La calificadora internacional Fitch Ratings aseguró que la escalada de la guerra comercial entre Estados Unidos y China podría reducir en 0,4 % el crecimiento del PIB global en 2020.

"El crecimiento del PIB mundial se desaceleraría a 2,7% este año y 2,4% el próximo año, en comparación con nuestras últimas previsiones base de de 2,8% y 2,7%, respectivamente", dijo la calificadora en un documento, en el que agrega que la tasa de crecimiento de China se reduciría en 0,6 %, y el crecimiento de EE. UU. en 0,4 % en 2020.

“El crecimiento del PIB mundial se desaceleraría a 2,7% este año y 2,4% el próximo año”

"La imposición de aranceles a todas las importaciones de China que están siendo consideradas por la administración estadounidense marcaría una escalada significativa de las tensiones comerciales", añade el texto.

El equipo de economía de Fitch evaluó un escenario en el que EE.UU. impone aranceles de importación del 25% a US$300.000 millones de productos de China y este último toma represalias al imponer un arancel del 25% a US$20.000 millones de importaciones de EE.UU. que no se han visto afectadas por la guerra comercial hasta el momento.

Para China y EE.UU., los aranceles se alimentarían inicialmente de menores volúmenes de exportación y mayores precios de importación, lo que elevaría los costos de las empresas y reduciría los salarios reales.

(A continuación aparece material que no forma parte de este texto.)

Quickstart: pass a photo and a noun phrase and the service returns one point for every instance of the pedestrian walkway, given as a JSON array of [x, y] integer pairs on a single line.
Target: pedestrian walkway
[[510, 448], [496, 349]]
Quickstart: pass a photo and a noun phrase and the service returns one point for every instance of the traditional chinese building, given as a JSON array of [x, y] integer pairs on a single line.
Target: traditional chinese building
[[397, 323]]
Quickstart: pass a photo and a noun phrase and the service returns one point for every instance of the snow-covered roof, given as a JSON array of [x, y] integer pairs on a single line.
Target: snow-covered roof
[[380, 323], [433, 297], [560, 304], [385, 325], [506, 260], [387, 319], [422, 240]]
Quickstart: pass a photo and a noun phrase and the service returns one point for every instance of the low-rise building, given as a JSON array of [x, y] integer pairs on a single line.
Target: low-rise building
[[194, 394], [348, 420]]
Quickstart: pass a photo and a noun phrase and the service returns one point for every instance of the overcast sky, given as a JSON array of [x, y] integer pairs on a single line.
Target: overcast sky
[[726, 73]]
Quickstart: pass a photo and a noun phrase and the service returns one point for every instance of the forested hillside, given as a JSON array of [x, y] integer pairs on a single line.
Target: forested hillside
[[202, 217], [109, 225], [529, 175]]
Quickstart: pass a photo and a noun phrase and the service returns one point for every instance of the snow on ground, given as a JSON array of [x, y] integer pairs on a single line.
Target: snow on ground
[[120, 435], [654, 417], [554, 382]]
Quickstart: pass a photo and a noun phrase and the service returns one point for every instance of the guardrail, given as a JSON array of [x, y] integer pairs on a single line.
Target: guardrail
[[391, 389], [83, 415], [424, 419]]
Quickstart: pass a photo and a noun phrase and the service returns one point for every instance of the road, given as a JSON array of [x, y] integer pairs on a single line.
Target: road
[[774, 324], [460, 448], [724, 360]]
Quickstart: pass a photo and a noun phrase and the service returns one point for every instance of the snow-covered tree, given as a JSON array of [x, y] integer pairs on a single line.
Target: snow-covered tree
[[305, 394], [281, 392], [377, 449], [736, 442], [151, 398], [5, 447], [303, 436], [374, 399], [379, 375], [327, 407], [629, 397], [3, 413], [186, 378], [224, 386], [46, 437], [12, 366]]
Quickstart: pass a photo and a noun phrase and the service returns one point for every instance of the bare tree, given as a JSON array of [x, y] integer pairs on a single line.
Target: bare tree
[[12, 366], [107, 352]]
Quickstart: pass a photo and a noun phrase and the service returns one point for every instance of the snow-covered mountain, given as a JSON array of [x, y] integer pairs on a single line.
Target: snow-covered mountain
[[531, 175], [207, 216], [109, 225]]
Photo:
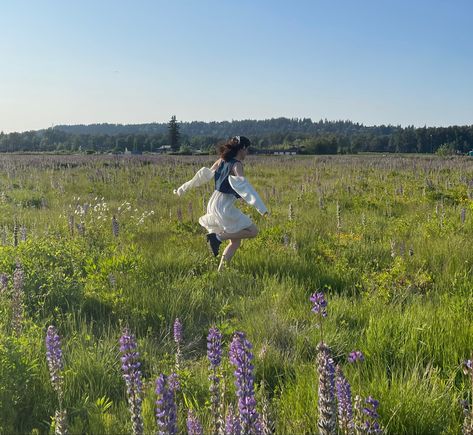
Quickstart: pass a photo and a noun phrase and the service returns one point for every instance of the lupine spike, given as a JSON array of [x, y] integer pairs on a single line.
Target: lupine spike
[[241, 357], [132, 376], [232, 423], [193, 424], [17, 299], [327, 422], [166, 412], [214, 354], [178, 340], [344, 402]]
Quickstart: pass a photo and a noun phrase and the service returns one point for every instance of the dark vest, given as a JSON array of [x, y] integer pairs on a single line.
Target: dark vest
[[221, 177]]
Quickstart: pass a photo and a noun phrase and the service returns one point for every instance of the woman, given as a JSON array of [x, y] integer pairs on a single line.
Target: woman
[[223, 220]]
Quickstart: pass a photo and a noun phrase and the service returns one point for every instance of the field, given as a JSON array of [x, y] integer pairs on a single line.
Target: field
[[387, 239]]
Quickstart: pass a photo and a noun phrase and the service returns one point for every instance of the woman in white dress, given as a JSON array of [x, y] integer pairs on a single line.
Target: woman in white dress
[[223, 220]]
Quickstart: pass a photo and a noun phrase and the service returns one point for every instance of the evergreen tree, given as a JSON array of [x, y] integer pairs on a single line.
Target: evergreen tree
[[174, 135]]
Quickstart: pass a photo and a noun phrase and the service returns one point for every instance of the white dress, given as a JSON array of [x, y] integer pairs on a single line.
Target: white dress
[[222, 215]]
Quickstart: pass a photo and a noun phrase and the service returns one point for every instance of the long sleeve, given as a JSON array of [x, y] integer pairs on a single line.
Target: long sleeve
[[243, 187], [202, 176]]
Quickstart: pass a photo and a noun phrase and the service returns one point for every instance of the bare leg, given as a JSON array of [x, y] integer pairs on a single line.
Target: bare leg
[[229, 253], [247, 233]]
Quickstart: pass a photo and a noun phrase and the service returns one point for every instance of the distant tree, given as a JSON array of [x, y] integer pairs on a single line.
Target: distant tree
[[174, 135]]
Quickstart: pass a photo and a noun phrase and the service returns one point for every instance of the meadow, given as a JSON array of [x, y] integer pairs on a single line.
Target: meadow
[[97, 244]]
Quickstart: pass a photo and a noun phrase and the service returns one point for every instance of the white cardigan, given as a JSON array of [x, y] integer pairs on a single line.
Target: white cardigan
[[239, 184]]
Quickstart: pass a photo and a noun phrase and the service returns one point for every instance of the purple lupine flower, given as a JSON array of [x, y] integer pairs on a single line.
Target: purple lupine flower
[[178, 340], [214, 347], [17, 299], [132, 375], [173, 382], [370, 411], [355, 356], [319, 304], [177, 330], [166, 411], [241, 357], [345, 407], [193, 424], [232, 423], [214, 354], [468, 366], [327, 422], [60, 423], [54, 359], [3, 282]]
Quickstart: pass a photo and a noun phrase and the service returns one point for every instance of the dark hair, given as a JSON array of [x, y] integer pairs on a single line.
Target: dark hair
[[230, 148]]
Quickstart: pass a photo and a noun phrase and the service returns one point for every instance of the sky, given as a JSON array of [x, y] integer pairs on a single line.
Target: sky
[[399, 62]]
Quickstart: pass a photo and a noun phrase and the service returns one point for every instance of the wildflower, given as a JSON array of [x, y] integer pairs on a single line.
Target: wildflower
[[177, 331], [166, 412], [326, 395], [468, 367], [54, 359], [319, 304], [3, 282], [241, 357], [17, 299], [115, 226], [214, 347], [132, 376], [60, 423], [178, 341], [345, 408], [355, 356], [193, 425], [232, 423], [214, 354]]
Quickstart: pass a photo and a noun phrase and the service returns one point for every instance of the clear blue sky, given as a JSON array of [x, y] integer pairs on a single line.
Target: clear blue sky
[[407, 62]]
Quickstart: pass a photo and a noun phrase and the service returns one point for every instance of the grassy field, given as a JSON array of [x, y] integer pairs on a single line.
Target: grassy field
[[387, 239]]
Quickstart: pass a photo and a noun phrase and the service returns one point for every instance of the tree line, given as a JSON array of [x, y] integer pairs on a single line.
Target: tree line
[[322, 137]]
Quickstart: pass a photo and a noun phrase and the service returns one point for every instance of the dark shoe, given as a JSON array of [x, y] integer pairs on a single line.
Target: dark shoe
[[214, 243]]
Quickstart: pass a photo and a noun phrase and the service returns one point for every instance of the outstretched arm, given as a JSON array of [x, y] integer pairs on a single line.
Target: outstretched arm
[[202, 176], [243, 187]]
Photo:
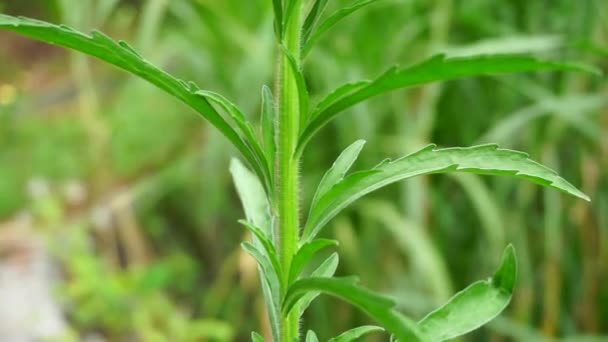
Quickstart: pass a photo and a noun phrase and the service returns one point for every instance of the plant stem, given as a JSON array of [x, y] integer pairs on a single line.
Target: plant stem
[[288, 186]]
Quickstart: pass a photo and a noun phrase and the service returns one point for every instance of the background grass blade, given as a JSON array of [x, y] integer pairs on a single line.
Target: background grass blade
[[121, 55]]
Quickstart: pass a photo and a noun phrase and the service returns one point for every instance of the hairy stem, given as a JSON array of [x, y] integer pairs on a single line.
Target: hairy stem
[[288, 186]]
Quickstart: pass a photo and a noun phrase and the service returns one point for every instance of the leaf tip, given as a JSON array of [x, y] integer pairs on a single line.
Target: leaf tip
[[506, 276]]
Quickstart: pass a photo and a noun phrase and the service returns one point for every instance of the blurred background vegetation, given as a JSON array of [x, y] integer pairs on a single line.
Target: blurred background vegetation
[[123, 195]]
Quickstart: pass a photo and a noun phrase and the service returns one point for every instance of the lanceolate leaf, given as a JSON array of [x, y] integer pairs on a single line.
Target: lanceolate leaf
[[355, 333], [325, 270], [121, 55], [270, 285], [437, 68], [474, 306], [330, 22], [336, 173], [311, 336], [245, 129], [378, 307], [253, 199], [255, 337], [303, 97], [270, 252], [305, 253], [313, 18], [482, 159], [277, 6]]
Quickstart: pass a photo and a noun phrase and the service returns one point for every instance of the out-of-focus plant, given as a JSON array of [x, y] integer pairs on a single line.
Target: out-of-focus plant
[[271, 191]]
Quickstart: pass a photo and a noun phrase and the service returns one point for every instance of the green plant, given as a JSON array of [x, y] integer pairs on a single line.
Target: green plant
[[271, 193]]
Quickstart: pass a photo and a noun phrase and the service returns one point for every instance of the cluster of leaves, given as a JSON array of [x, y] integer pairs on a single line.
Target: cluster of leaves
[[286, 289]]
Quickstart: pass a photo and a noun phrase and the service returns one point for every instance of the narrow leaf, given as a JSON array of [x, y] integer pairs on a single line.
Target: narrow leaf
[[303, 97], [270, 285], [330, 22], [121, 55], [305, 253], [252, 196], [277, 6], [268, 271], [267, 126], [311, 336], [474, 306], [313, 18], [325, 270], [482, 159], [270, 251], [378, 307], [336, 173], [437, 68], [245, 127], [356, 333], [255, 337]]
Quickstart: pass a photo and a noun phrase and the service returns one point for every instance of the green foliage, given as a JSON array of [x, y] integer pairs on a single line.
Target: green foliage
[[287, 291]]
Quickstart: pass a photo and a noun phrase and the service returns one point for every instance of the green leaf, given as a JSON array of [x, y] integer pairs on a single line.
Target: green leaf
[[121, 55], [474, 306], [325, 270], [245, 127], [290, 11], [378, 307], [328, 23], [270, 285], [255, 337], [254, 201], [303, 97], [336, 173], [313, 18], [270, 252], [311, 336], [437, 68], [305, 253], [277, 6], [482, 159], [267, 125], [356, 333]]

"La confianza de las empresas y los precios de las acciones también se verían disminuidos, lo que afectaría aún más la inversión empresarial y reduciría el consumo a través de un efecto riqueza", explica.

Los efectos negativos del crecimiento derivados de una menor demanda de exportaciones se magnificarían por los impactos multiplicadores en las industrias proveedoras ascendentes y de los ingresos más bajos en el sector exportador. Estos efectos se extenderían a otros socios comerciales que no están directamente orientados por las tarifas. La sustitución de importaciones compensaría parte del shock de crecimiento en los países que imponen aranceles de importación.

Protesta
En tanto, ejecutivos de las tres grandes compañías del sector de los videojuegos ( Microsoft, Nintendo of America y Sony) se reunieron recientemente para presentar una queja conjunta al Representante de Comercio de Estados Unidos (USTR), por los daños que la guerra comercial les está ocasionando.

El documento se centra en el "impacto y daño económico indebido que las tarifas propuestas para las consolas de videojuegos tendrían en todo este mercado". Esto se debe a que el 96% de las videoconsolas producidas en 2018 se hicieron en China y que la cadena de suministros se ha desarrollado en ese país, por lo que trasladarla a EE.UU. aumentaría los costos de producción en forma considerable.

El 96% de las videoconsolas producidas en 2018 se hicieron en China

Los autores del texto señalan que un aumento del 25% en los aranceles puede poner sus productos fuera del alcance de muchas familias estadounidenses.

En 2018 la industria de videojuegos en Estados Unidos generó ingresos totales por 43.400 millones de dólares.